Department of Biostatistics and Center for Statistical Genetics, University of Michigan School of Public Health, Ann Arbor, Michigan.
Department of Epidemiology Research, Statens Serum Institut, Copenhagen, Denmark.
Genet Epidemiol. 2019 Jul;43(5):462-476. doi: 10.1002/gepi.22197. Epub 2019 Feb 22.
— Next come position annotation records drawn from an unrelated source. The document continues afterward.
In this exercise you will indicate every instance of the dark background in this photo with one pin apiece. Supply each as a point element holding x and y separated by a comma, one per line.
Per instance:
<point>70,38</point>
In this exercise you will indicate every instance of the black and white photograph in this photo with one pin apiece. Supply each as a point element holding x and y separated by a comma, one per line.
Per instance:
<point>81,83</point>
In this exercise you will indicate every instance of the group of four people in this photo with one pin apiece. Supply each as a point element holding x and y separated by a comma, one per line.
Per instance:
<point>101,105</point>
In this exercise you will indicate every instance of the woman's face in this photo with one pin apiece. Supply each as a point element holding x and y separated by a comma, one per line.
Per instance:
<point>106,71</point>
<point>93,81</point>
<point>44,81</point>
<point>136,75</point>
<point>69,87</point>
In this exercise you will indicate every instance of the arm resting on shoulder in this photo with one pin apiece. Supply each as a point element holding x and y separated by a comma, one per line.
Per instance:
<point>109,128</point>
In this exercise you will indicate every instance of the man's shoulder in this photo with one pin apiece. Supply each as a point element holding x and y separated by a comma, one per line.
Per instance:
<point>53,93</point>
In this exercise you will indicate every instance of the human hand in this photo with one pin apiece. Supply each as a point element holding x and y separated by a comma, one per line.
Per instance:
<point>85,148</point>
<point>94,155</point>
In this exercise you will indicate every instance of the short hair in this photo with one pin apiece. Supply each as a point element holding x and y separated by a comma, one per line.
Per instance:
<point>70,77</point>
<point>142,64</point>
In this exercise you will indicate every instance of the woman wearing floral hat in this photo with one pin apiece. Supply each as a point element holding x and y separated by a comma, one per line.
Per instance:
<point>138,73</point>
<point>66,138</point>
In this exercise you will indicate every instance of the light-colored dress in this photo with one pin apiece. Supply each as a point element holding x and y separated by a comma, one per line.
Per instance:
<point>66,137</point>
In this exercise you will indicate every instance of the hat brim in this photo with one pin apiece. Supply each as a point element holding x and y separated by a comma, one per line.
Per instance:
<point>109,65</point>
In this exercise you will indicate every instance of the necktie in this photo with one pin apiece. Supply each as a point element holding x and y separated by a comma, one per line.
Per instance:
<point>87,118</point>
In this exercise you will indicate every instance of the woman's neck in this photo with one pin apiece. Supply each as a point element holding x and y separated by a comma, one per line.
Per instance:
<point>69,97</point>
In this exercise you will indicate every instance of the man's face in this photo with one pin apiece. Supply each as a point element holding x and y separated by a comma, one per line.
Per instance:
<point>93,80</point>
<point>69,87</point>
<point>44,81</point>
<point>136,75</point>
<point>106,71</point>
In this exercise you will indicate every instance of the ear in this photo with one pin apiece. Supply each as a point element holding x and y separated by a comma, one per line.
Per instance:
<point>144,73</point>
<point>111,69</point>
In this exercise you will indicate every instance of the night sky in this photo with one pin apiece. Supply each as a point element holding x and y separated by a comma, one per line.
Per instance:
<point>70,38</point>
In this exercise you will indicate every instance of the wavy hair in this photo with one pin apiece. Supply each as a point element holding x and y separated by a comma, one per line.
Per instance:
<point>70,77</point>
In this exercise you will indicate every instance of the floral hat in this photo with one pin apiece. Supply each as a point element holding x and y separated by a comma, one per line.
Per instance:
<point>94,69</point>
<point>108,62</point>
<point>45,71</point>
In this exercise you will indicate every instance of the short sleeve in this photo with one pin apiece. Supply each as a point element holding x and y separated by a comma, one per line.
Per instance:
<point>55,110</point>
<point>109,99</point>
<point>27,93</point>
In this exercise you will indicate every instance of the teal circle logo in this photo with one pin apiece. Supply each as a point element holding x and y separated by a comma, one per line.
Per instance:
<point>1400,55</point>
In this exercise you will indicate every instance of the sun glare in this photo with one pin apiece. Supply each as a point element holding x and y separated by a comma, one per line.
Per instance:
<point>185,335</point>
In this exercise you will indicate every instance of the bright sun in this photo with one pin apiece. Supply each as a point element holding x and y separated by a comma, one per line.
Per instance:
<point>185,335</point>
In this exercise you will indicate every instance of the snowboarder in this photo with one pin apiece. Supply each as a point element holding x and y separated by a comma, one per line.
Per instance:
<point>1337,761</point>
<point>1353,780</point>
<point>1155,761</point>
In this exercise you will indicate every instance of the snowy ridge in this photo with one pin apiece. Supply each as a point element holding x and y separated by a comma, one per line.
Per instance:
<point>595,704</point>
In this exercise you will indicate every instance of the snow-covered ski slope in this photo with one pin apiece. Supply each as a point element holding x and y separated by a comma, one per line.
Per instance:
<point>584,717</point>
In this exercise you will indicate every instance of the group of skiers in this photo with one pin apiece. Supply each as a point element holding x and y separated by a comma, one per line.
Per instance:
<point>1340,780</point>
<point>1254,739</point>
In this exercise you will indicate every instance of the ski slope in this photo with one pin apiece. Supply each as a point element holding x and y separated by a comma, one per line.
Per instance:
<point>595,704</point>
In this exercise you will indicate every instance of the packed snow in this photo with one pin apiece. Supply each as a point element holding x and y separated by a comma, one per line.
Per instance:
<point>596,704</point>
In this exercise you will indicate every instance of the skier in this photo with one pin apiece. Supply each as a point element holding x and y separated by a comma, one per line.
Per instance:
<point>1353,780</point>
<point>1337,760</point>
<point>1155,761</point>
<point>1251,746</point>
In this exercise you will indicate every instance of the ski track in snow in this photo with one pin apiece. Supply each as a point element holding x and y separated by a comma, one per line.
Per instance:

With the availability of large-scale biobanks, genome-wide scale phenome-wide association studies are being instrumental in discovering novel genetic variants associated with clinical phenotypes. As increasing number of such association results from different biobanks become available, methods to meta-analyse those association results is of great interest. Because the binary phenotypes in biobank-based studies are mostly unbalanced in their case-control ratios, very few methods can provide well-calibrated tests for associations. For example, traditional Z-score-based meta-analysis often results in conservative or anticonservative Type I error rates in such unbalanced scenarios. We propose two meta-analysis strategies that can efficiently combine association results from biobank-based studies with such unbalanced phenotypes, using the saddlepoint approximation-based score test method. Our first method involves sharing the overall genotype counts from each study, and the second method involves sharing an approximation of the distribution of the score test statistic from each study using cubic Hermite splines. We compare our proposed methods with a traditional Z-score-based meta-analysis strategy using numerical simulations and real data applications, and demonstrate the superior performance of our proposed methods in terms of Type I error control.
随着大型生物库的出现,全基因组范围的表型全基因组关联研究正在成为发现与临床表型相关的新型遗传变异的有力工具。随着越来越多的来自不同生物库的此类关联结果可用,对这些关联结果进行荟萃分析的方法引起了极大的兴趣。由于生物库研究中的二元表型在病例对照比中大多不平衡,很少有方法可以为关联提供良好校准的检验。例如,传统的基于 Z 分数的荟萃分析在这种不平衡的情况下通常会导致保守或反保守的 I 型错误率。我们提出了两种荟萃分析策略,它们可以使用基于鞍点逼近的评分检验方法有效地结合来自基于生物库的研究的关联结果,这些策略适用于具有不平衡表型的情况。我们的第一种方法涉及共享每个研究的总体基因型计数,第二种方法涉及使用三次 Hermite 样条共享每个研究的评分检验统计量分布的近似值。我们使用数值模拟和真实数据应用比较了我们提出的方法与传统的基于 Z 分数的荟萃分析策略,并证明了我们提出的方法在控制 I 型错误方面的优越性能。